② Kumpulkan "apa yang perlu dibuat" dari suara lapangan
Tidak perlu bagi manajer untuk menangani sendiri "SOP apa yang harus Dibuat selanjutnya". Anda tidak perlu memulai dengan pekerjaan berat seperti inventaris Keterampilan.
Menggunakan "Prosedur yang diinginkan" Dive, Anggota di lapangan dapat Mengirim "Saya mau SOP seperti ini" dan "Saya kesulitan di sini". Semua orang termasuk staf baru, Pengguna hanya-lihat, dan anggota Tamu dapat Mengirim, dan mereka yang Ingin hal yang sama dapat menunjukkan dukungan dengan menandai "Ingin".

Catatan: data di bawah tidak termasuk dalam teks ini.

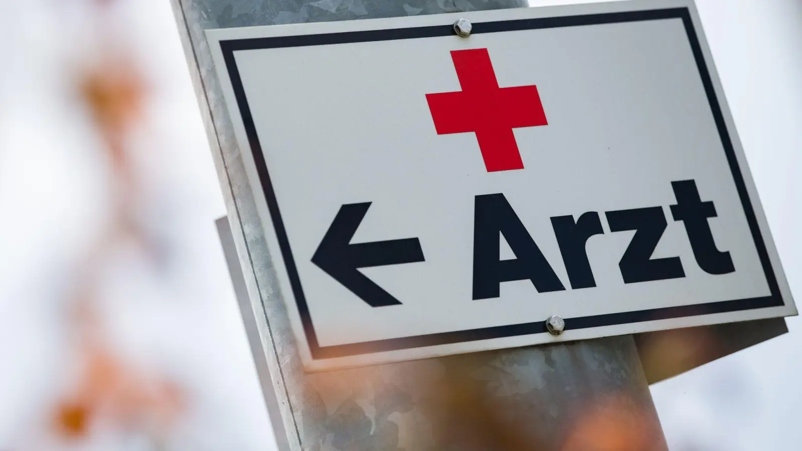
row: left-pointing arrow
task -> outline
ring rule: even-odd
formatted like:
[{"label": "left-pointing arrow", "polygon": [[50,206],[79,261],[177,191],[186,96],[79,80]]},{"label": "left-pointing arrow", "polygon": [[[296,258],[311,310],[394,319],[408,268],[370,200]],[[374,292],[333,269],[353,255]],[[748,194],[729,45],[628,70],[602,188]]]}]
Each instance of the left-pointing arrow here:
[{"label": "left-pointing arrow", "polygon": [[371,307],[401,303],[362,274],[358,268],[423,262],[418,238],[350,244],[371,202],[340,207],[312,257],[312,262],[359,296]]}]

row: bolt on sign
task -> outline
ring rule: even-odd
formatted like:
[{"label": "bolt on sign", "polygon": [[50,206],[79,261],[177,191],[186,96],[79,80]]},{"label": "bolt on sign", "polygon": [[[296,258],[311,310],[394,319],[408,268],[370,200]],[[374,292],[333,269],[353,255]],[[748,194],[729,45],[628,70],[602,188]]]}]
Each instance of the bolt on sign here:
[{"label": "bolt on sign", "polygon": [[308,370],[796,312],[690,0],[207,36]]}]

- Kirim apa yang Anda Ingin atau apa yang Anda kesulitan dalam Melihat, tepat di tempat itu terjadi
- Suara "Ingin" yang dikumpulkan dalam urutan = Anda dapat memutuskan SOP mana yang perlu Dibuat dalam urutan yang benar-benar dibutuhkan
- Saat Anda Tautkan "SOP yang selesai" dengan permintaan, orang yang Mengirim mendapat "Merespons" Pemberitahuan
Mulai dari suara "Ingin/kesulitan" lapangan mengurangi SOP yang tidak digunakan. Lihat Cara pakai Prosedur yang diinginkan (Buku catatan ide) untuk detail.

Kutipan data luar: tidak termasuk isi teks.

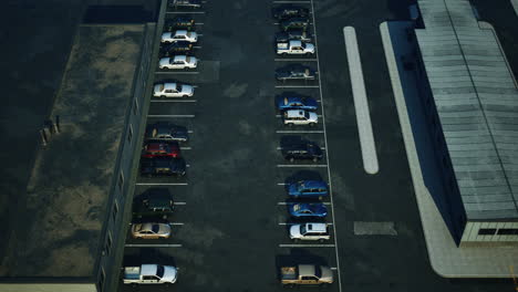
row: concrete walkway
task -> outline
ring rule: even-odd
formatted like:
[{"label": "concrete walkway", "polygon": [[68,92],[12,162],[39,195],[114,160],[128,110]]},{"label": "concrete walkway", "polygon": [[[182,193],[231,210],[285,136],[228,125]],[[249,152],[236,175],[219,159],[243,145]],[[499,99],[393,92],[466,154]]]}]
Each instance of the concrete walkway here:
[{"label": "concrete walkway", "polygon": [[401,62],[416,45],[406,35],[411,25],[410,22],[384,22],[380,30],[432,268],[446,278],[511,278],[511,270],[518,267],[518,249],[457,248],[431,190],[425,187],[423,171],[438,171],[438,167],[434,166],[433,150],[427,146],[432,143],[421,105],[422,91],[416,86],[419,84],[417,73],[405,71]]}]

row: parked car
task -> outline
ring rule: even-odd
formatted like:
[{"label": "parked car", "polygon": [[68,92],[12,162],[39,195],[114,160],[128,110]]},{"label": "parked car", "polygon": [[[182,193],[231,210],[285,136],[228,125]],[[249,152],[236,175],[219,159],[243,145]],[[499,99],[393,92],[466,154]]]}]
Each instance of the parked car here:
[{"label": "parked car", "polygon": [[133,202],[133,216],[135,218],[157,218],[167,219],[173,213],[173,196],[166,188],[154,188],[142,198]]},{"label": "parked car", "polygon": [[155,84],[153,96],[155,97],[190,97],[194,95],[194,87],[180,83]]},{"label": "parked car", "polygon": [[323,180],[299,180],[288,185],[288,196],[293,198],[319,198],[329,196]]},{"label": "parked car", "polygon": [[141,160],[142,176],[185,176],[186,163],[183,158],[160,157]]},{"label": "parked car", "polygon": [[294,218],[323,218],[328,216],[328,208],[321,202],[292,204],[288,209],[290,215]]},{"label": "parked car", "polygon": [[282,285],[325,285],[333,283],[333,271],[329,267],[297,264],[280,268]]},{"label": "parked car", "polygon": [[288,42],[278,42],[277,43],[277,54],[280,55],[311,55],[314,54],[314,44],[304,43],[298,40],[291,40]]},{"label": "parked car", "polygon": [[299,95],[284,95],[277,96],[276,105],[279,111],[288,109],[305,109],[305,111],[317,111],[319,108],[319,103],[315,100]]},{"label": "parked car", "polygon": [[173,265],[142,264],[124,267],[124,284],[173,284],[178,277],[178,269]]},{"label": "parked car", "polygon": [[159,69],[195,69],[196,66],[198,66],[198,60],[189,55],[166,56],[158,61]]},{"label": "parked car", "polygon": [[288,126],[314,126],[319,123],[319,117],[315,112],[304,109],[289,109],[282,114],[282,122]]},{"label": "parked car", "polygon": [[279,23],[281,31],[292,30],[292,29],[301,29],[307,30],[309,27],[309,19],[308,18],[290,18],[282,20]]},{"label": "parked car", "polygon": [[317,72],[310,66],[294,64],[278,69],[276,71],[276,79],[278,81],[313,81],[317,79]]},{"label": "parked car", "polygon": [[177,142],[146,142],[142,149],[143,158],[173,157],[180,156]]},{"label": "parked car", "polygon": [[147,140],[177,140],[187,142],[189,135],[187,128],[167,122],[158,122],[147,127],[145,137]]},{"label": "parked car", "polygon": [[195,20],[191,17],[179,15],[167,20],[164,24],[164,31],[175,31],[178,29],[190,30],[195,25]]},{"label": "parked car", "polygon": [[170,8],[201,8],[201,0],[169,0]]},{"label": "parked car", "polygon": [[193,53],[193,44],[185,41],[174,42],[162,46],[162,54],[164,56],[175,55],[175,54],[185,54],[189,55]]},{"label": "parked car", "polygon": [[276,42],[289,42],[289,41],[301,41],[301,42],[311,42],[312,36],[309,32],[302,29],[291,29],[287,31],[281,31],[276,34]]},{"label": "parked car", "polygon": [[293,143],[282,147],[281,152],[284,156],[284,159],[290,160],[291,163],[303,159],[310,159],[317,163],[323,157],[322,149],[320,149],[318,145],[311,142]]},{"label": "parked car", "polygon": [[163,43],[173,43],[178,41],[195,43],[198,41],[198,34],[195,31],[187,30],[162,33],[160,42]]},{"label": "parked car", "polygon": [[166,223],[133,223],[132,237],[138,239],[163,239],[170,237],[170,226]]},{"label": "parked car", "polygon": [[293,240],[329,240],[331,234],[327,223],[302,223],[290,227],[290,239]]},{"label": "parked car", "polygon": [[293,4],[283,4],[273,8],[272,14],[274,19],[283,20],[289,18],[307,18],[309,17],[309,9],[293,6]]}]

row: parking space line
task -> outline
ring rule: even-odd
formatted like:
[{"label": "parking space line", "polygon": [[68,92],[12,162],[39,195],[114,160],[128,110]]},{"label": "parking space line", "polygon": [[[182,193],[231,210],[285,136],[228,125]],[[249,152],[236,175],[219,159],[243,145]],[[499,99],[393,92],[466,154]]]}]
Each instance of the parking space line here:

③ Pertama Buat satu kisah sukses
Jika Anda mencoba memperluas ke semua orang sekaligus, Anda akan gagal. Pertama, Gunakan satu orang (tipe jujur, staf muda, memiliki ambisi untuk berkembang) secara menyeluruh.
"Ketika saya Melihat Video, saya belajar dengan cepat" — kisah sukses ini menjadi kekuatan penyebaran terbaik.

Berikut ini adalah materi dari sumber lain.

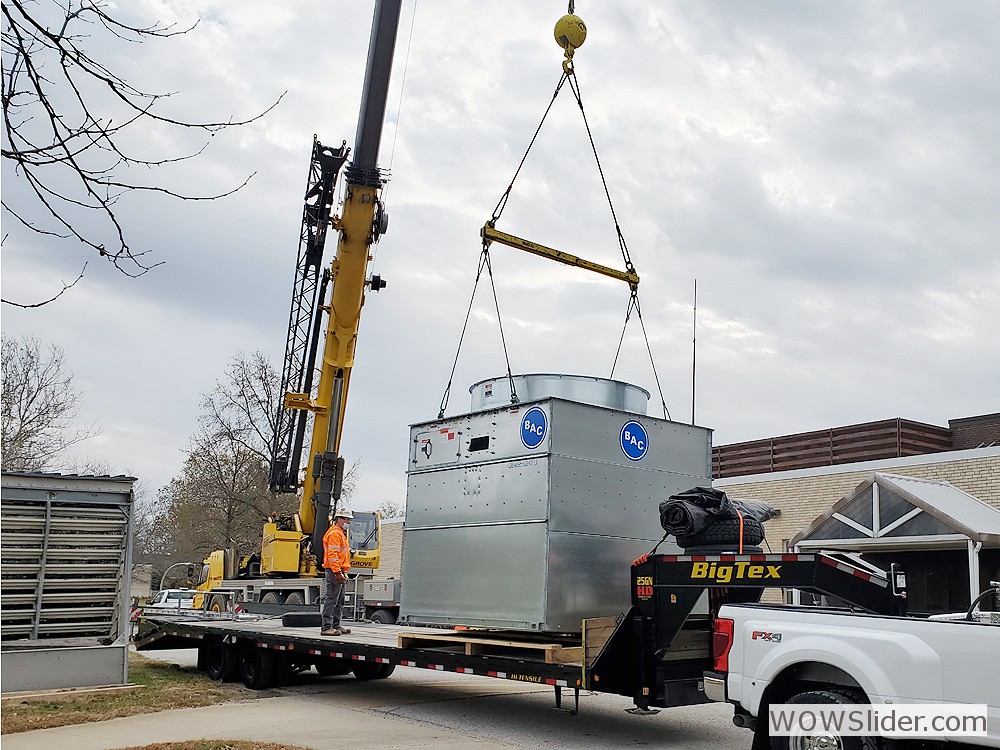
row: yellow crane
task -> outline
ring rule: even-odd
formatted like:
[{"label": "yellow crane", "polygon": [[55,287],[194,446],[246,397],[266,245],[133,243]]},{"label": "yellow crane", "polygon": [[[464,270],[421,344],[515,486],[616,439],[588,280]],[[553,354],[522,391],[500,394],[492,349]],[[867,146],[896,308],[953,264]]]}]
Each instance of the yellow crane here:
[{"label": "yellow crane", "polygon": [[[284,408],[277,415],[272,450],[272,491],[300,491],[300,462],[310,421],[312,430],[298,513],[264,527],[261,573],[265,576],[318,574],[328,516],[340,499],[344,474],[340,442],[365,291],[385,286],[380,277],[369,278],[368,267],[371,247],[388,225],[381,200],[385,177],[376,160],[400,6],[401,0],[375,4],[353,153],[346,141],[339,149],[318,140],[313,143],[282,372]],[[342,167],[344,197],[337,216],[332,211]],[[337,233],[337,253],[321,272],[329,228]],[[313,389],[317,358],[319,381]],[[374,569],[378,566],[378,515],[355,512],[354,517],[352,568]]]}]

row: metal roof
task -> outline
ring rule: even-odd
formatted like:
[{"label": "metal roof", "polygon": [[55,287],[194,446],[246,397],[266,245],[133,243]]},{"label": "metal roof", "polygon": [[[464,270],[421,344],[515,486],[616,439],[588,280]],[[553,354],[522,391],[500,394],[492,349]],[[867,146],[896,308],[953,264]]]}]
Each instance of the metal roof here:
[{"label": "metal roof", "polygon": [[[873,484],[877,484],[880,489],[896,493],[957,533],[975,542],[982,542],[991,547],[1000,546],[1000,510],[987,505],[979,498],[948,482],[882,472],[871,474],[865,481],[844,495],[833,506],[820,514],[806,529],[792,537],[789,545],[792,546],[810,539],[813,532],[829,518],[847,508]],[[855,541],[864,543],[865,540],[862,538]]]}]

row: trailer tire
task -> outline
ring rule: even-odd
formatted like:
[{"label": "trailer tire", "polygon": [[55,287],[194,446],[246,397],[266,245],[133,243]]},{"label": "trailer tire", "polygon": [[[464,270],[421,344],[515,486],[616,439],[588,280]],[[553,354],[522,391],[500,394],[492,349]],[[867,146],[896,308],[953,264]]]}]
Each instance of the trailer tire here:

④ Jangan hanya ada satu pembuat (bangun budaya kreasi)
Pada awalnya, pelaksana dapat Membuat - tidak apa-apa. Tetapi jika hanya satu orang yang terus melakukannya, Anda akan terjebak. Keadaan ideal adalah ini.
- Staf departemen Ambil sendiri
- Budaya "Jika ada Perbaikan, Ambil lagi"
- Pemahaman Umum bahwa "Video = aset"
Tips: "Kurangi hambatan Ambil ke ekstrem (ponsel pintar, rekam layar sudah cukup)" dan "hanya Unggah setelah Ambil - tidak apa-apa".
⑤ Integrasikan ke dalam alur kerja (buat keadaan "Anda rugi jika Anda tidak Melihat")
Alasan terbesar untuk tidak diadopsi adalah "tidak penting jika saya tidak Melihat".
❌ "Melihat Video jika Anda tidak mengerti" → tidak Melihat
⭕ "Konfirmasi Video sebelum bertanya"
⭕ "Pelatihan mengasumsikan menonton Video"
⭕ "Praktik setelah menonton Video"
Artinya, sangat penting bahwa Video menjadi bagian dari alur kerja.
Di Dive khususnya, kecerdasan buatan dapat Digunakan untuk mengurangi beban Ambil dan waktu Sunting. Bahkan jika Anda tidak Ambil atau siapkan Video secara detail, jika Anda menyiapkan satu Video berkelanjutan, Analisis tentang konten penjelasan dan pergerakan orang membagi Video menurut Langkah. Berdasarkan konten penjelasan, itu juga Membuat judul dan Deskripsi. Silakan coba.